By 2080, greenhouse gas emissions are expected to raise the risk of extreme wildfire by at least 50% in western North America, equatorial Africa, Southeast Asia and Australia
In a first-of-its-kind study, scientists have assessed the influence of human activities on extreme fire weather risk, and found that greenhouse gas emissions and air pollution have distinct regional impacts on wildfire outbreaks.
The research, published in the journal Nature Communications, analysed the climate under various combinations of human influences since 1920, isolating individual effects and their impacts on extreme fire weather risk.
While previous studies found that human activities and their products like greenhouse gas emissions, and air pollution raise the risk of extreme fire weather, the scientists, including those from the University of California (UC) Santa Barbara in the U.S., said the specific influence of these factors has been unclear.
“To get a wildfire to ignite and spread, you need suitable weather conditions — you need warm, dry and windy conditions,” explained Danielle Touma, a co-author of the study from UC Santa Barbara. “And when these conditions are at their most extreme, they can cause really large, severe fires.”

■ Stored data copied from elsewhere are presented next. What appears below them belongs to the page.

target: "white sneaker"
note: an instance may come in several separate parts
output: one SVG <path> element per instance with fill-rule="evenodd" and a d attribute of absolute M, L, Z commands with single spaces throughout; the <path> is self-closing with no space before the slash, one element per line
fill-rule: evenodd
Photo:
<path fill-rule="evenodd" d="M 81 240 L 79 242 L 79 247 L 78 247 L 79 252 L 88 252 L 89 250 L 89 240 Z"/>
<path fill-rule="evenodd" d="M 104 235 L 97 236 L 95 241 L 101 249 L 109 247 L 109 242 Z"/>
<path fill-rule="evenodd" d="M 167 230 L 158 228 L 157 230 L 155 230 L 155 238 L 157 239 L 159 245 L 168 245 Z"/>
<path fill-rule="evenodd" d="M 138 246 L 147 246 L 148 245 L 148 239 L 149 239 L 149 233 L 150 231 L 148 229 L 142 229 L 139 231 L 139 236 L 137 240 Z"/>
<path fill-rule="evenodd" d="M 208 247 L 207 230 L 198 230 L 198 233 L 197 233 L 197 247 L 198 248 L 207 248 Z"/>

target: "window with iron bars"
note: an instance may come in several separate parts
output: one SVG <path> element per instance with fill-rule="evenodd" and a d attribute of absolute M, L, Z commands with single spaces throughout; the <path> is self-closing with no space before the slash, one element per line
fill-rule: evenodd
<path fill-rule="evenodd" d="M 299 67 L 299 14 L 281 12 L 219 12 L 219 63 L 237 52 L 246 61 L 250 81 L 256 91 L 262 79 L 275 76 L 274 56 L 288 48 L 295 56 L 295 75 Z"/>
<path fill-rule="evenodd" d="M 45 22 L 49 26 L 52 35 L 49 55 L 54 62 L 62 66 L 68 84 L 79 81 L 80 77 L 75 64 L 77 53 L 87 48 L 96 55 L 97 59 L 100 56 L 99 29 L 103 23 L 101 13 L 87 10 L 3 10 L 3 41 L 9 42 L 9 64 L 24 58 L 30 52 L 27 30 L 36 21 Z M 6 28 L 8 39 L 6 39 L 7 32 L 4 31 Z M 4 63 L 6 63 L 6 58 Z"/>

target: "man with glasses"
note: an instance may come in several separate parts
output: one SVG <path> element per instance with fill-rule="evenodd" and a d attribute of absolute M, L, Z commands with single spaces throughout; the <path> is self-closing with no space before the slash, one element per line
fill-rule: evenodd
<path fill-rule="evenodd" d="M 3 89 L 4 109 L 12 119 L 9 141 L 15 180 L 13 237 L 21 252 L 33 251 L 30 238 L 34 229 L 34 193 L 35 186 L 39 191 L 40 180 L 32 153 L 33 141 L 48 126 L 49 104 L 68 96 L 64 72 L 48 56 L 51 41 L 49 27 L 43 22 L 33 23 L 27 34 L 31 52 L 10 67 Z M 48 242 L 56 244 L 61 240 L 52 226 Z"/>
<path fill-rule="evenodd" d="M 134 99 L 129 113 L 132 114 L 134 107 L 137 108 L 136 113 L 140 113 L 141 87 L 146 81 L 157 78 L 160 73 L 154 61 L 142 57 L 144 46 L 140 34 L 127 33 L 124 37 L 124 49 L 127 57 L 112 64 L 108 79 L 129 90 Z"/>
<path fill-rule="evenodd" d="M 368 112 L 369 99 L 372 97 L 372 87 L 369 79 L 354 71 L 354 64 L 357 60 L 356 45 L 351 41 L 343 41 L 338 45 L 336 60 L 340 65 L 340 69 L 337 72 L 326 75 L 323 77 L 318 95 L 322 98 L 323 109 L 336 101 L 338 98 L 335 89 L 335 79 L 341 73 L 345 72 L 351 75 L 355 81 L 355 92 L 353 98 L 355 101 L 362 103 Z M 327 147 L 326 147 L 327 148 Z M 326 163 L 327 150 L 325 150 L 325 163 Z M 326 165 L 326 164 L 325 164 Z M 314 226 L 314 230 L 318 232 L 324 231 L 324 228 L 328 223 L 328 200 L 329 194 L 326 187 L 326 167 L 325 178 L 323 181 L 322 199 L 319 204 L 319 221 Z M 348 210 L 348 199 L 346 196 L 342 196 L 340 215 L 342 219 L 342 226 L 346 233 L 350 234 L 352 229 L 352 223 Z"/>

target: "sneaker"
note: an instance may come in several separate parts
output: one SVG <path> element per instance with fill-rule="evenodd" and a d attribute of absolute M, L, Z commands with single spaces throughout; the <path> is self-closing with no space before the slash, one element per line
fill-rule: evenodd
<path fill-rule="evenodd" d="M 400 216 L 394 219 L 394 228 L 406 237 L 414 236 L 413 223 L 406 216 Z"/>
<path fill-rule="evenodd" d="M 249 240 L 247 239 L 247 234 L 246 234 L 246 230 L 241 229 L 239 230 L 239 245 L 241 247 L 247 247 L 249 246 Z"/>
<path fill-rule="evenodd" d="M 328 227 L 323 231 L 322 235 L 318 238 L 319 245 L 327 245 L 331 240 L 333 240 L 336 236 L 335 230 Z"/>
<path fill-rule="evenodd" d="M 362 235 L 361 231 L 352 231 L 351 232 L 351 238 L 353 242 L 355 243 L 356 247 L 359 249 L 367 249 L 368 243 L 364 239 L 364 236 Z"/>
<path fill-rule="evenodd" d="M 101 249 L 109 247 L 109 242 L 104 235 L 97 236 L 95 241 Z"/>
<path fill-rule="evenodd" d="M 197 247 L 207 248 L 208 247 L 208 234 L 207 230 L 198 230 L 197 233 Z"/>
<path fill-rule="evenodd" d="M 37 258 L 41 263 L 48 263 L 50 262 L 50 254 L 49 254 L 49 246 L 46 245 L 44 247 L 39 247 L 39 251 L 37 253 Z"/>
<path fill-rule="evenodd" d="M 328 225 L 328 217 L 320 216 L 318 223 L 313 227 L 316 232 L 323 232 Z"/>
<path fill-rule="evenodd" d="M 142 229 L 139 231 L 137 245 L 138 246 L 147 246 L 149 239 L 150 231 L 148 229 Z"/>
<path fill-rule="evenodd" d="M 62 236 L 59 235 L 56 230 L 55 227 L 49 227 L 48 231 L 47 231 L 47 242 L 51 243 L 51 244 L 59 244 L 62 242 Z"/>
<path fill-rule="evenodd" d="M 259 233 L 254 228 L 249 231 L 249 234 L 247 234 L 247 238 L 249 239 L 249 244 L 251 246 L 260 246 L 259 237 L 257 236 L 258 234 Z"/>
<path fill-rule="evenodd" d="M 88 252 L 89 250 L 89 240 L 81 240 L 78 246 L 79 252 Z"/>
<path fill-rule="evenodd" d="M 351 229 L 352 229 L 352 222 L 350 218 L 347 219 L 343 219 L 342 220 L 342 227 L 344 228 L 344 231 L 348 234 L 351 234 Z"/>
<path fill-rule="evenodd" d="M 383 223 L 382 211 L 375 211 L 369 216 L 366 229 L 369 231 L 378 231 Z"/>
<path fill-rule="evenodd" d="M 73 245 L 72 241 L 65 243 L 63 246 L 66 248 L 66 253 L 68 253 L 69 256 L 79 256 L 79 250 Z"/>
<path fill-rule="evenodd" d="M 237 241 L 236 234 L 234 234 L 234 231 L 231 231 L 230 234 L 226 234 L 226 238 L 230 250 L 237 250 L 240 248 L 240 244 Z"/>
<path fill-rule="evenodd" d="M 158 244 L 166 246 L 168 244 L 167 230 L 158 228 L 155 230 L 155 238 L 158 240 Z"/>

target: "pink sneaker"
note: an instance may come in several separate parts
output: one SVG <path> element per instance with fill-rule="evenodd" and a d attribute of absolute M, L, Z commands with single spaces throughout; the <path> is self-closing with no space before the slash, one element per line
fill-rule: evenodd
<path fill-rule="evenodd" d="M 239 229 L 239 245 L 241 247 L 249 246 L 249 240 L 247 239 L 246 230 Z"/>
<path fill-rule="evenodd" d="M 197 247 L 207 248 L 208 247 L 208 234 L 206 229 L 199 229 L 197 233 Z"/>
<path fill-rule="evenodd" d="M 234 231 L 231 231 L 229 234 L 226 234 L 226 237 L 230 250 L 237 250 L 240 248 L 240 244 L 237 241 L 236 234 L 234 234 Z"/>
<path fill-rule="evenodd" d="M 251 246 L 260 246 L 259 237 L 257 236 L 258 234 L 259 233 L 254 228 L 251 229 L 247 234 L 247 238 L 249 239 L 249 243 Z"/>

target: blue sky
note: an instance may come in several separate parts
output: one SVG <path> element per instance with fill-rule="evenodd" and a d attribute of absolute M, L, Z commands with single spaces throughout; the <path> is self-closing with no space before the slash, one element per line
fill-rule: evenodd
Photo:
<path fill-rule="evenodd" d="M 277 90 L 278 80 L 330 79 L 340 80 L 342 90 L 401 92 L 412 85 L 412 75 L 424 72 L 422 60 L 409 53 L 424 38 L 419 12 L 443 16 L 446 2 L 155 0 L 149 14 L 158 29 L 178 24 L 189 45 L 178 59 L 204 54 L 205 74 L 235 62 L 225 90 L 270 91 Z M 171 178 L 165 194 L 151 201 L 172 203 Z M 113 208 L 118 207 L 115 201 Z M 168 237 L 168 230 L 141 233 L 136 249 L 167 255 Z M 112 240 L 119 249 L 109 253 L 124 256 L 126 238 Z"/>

According to the researchers, heat-trapping greenhouse gas emissions are the dominant contributors to temperature increases around the globe.
By 2005, they said emissions raised the risk of extreme fire weather by 20% from preindustrial levels in western and eastern North America, the Mediterranean, Southeast Asia, and the Amazon.
The study predicted that by 2080, greenhouse gas emissions are expected to raise the risk of extreme wildfire by at least 50% in western North America, equatorial Africa, Southeast Asia and Australia, while doubling it in the Mediterranean, southern Africa, eastern North America and the Amazon.
According to the scientists, biomass burning and land-use changes have more regional impacts that amplify greenhouse gas-driven warming.
The study noted a 30% increase of extreme fire weather risk over the Amazon and western North America during the 20th century caused by biomass burning. Land use changes, according to the research, also amplified the risk of extreme fire weather in western Australia and the Amazon.
The scientists said industrial aerosols block some of the solar radiation from reaching the ground and tend to have a cooling effect on the climate.
“We knew something had been compensating in a sense for greenhouse gas warming, but not the details of how that compensation might continue in the future,” said Samantha Stevenson, a co-author of the study from UC Santa Barbara.
However, in Southeast Asia, “where aerosols emissions are expected to continue,” the study said there may be a weakening of the annual monsoon, drier conditions and an increase in extreme fire weather risk.
“Southeast Asia relies on the monsoon, but aerosols cause so much cooling on land that it actually can suppress a monsoon,” Touma said. “It’s not just whether you have aerosols or not, it’s the way the regional climate interacts with aerosols.”
The scientists hope that the current understanding of fire risk at a regional scale helps in mitigation and planning purposes.
“In the broader scope of things, it’s important for climate policy, like if we want to know how global actions will affect the climate,” Touma said. “And it’s also important for understanding the potential impacts to people, such as with urban planning and fire management.”